Cable Wants to Keep the Box Closed

The chief of the cable lobby prefers a "targeted approach" to telecom reform. Take that pesky July 2006 prohibition on integrated set-top boxes, for example. That could go.

The National Cable Telecommunications Association this week filed an ex parte comment with the FCC requesting the 2006 deadline be dashed. The deadline arises from the 1996 Telecom Act directing the FCC to make cable set-tops available as a retail item. The FCC thus directed the cable industry to separate the security and non-security functions of their set-tops, and to stop making integrated set-tops -- i.e., those with both functions -- by July, 2006. The logic was that if cable operators continued to make proprietary integrated set-tops, competing vendors wouldn't stand a chance.

CableCARDS represent the progeny of the legislation in the sense that they are separate security devices for television sets that have built-in non-security set-top functions.

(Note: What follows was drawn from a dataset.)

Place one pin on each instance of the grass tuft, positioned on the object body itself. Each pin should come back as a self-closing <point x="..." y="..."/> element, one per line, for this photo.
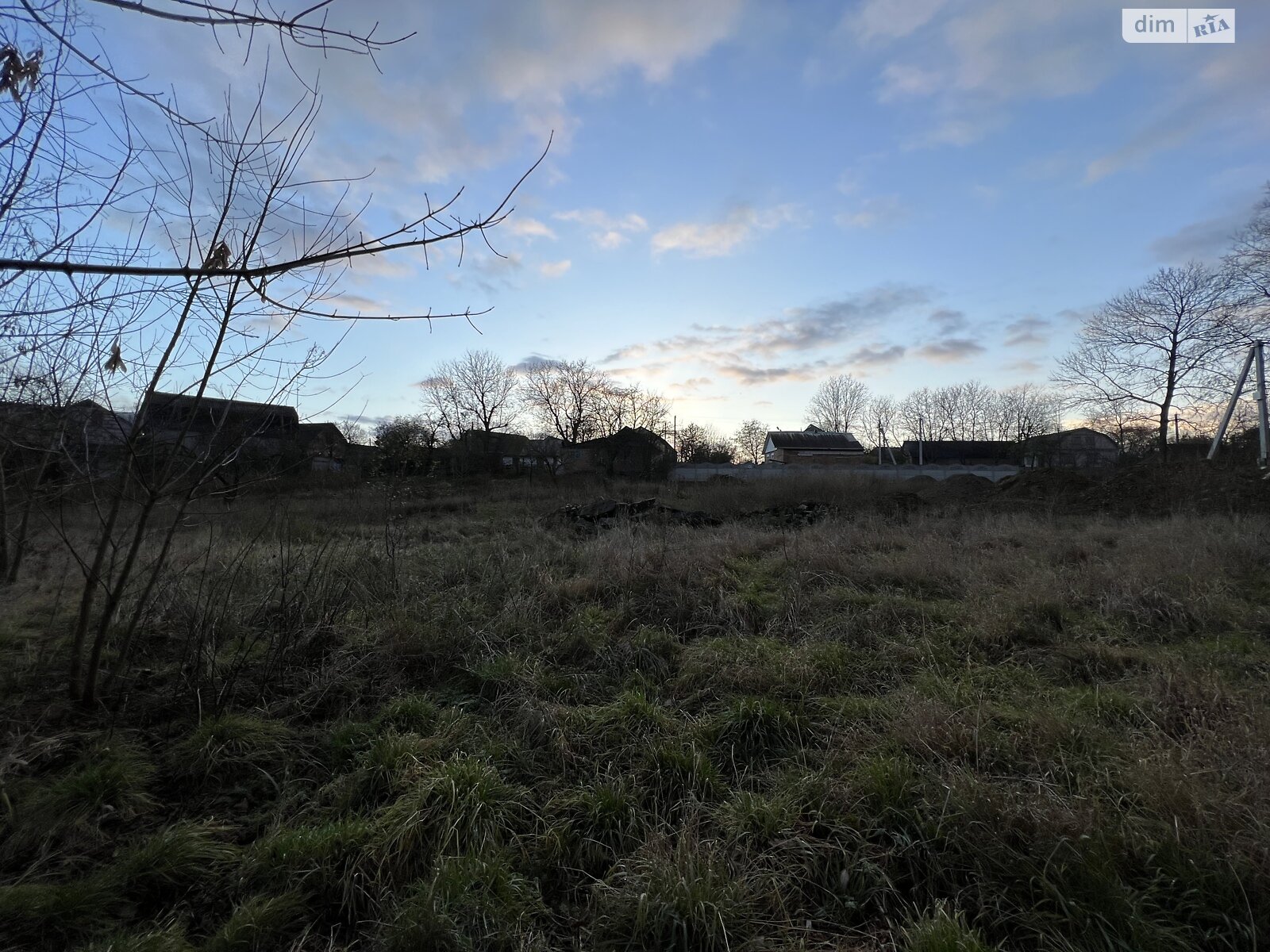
<point x="470" y="904"/>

Unidirectional Digital Cable Ready Products, they are called, or "UDCPs."

The NCTA filing argued that CableCARDS, which became available last July, are doing just fine in the market, and don't require the prohibition of proprietary integrated set-tops.

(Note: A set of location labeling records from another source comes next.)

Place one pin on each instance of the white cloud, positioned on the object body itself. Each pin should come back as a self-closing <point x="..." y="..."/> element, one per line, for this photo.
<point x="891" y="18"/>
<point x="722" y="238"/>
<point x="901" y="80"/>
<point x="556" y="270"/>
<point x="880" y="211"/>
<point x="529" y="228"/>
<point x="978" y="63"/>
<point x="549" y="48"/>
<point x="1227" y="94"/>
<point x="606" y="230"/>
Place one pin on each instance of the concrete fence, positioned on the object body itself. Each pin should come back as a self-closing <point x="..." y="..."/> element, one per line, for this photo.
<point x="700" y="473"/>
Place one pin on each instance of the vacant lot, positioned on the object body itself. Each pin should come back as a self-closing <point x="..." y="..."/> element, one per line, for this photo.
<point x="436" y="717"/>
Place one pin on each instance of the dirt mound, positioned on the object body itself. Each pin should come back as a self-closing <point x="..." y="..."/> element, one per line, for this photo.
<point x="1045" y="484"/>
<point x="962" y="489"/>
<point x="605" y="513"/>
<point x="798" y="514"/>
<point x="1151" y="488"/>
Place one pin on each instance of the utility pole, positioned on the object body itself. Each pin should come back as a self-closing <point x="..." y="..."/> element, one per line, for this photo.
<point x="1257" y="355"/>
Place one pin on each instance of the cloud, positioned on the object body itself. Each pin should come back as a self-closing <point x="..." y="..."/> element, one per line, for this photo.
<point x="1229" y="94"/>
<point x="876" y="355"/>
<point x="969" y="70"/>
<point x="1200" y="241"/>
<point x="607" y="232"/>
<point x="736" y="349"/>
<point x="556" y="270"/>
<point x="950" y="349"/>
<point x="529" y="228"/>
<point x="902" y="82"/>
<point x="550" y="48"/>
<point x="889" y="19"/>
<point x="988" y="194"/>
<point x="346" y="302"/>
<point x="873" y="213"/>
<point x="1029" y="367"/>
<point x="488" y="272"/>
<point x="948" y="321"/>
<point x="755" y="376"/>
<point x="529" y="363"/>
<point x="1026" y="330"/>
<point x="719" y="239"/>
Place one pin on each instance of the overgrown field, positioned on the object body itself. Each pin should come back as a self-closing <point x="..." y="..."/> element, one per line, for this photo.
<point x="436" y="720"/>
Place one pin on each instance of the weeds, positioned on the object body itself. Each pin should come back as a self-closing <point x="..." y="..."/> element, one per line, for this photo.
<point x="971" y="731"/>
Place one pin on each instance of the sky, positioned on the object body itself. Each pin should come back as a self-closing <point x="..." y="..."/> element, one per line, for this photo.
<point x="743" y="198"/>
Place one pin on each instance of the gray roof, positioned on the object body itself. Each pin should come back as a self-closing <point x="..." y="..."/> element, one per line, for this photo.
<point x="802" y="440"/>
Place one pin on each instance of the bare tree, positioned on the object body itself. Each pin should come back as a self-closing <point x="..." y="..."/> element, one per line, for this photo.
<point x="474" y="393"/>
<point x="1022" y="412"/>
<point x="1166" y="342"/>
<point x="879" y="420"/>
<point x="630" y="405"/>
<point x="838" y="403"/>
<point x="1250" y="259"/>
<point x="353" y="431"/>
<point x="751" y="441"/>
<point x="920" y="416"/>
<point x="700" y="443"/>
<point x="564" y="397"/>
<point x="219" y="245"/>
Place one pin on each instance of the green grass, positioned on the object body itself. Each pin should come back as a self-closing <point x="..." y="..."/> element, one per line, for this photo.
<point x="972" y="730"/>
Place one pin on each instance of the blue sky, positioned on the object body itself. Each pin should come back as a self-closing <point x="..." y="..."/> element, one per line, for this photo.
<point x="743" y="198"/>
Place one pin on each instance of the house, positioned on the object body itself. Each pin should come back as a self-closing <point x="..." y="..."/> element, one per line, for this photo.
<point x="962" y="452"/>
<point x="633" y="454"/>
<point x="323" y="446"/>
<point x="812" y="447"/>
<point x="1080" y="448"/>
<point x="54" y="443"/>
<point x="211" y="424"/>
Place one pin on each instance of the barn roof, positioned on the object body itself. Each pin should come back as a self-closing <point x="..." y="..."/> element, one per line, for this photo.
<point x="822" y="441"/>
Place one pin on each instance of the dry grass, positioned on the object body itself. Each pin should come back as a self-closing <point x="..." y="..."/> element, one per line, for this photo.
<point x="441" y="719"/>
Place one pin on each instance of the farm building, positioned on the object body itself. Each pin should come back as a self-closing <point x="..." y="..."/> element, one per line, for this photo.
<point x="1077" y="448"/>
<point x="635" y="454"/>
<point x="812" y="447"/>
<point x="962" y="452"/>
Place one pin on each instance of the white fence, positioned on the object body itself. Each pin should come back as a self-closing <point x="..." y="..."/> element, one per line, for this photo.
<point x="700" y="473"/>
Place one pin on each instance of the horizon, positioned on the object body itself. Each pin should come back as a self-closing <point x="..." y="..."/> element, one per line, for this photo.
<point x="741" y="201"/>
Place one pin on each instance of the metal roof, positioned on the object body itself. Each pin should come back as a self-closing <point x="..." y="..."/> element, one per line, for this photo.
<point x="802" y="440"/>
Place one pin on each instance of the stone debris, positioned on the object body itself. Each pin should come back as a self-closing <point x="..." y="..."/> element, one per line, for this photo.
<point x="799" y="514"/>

"Within a few months, the number of ...CableCARD-enabled products has grown to over 140 devices from 11 manufacturers," the filing stated. "The number of CableCARDS deployed in the field working with UDCPs has increase from zero to approximately 10,000."

NCTA said separating security functions costs too much and impedes cable's ability to go all-digital.

"Cable operators will need to be able to deploy digital-to-analog converters to sustain the many legacy analog devices that remain in customers homes," the filing stated. "To add a CableCARD interface to every converter that needs to connect to every analog device in the home will represent a serious impediment to the discontinuance of analog transmission."

The Consumer Electronic Association, whose members have dropped beaucoup bucks on the UDCP introduction, responded with a filing of its own.

"Innovation and consumer choice hang in the balance," it stated. "The only tangible result of more than a decade of cable compatibility negotiations and regulation is that one-way televisions [UDCPs] are at a significant disadvantage when compared to cable operators' own leased set-top boxes.

"Cable has had years to prepare for the compliance date and has succeeded in delaying implementation every step of the way. There is simply no tangible case for any further delay."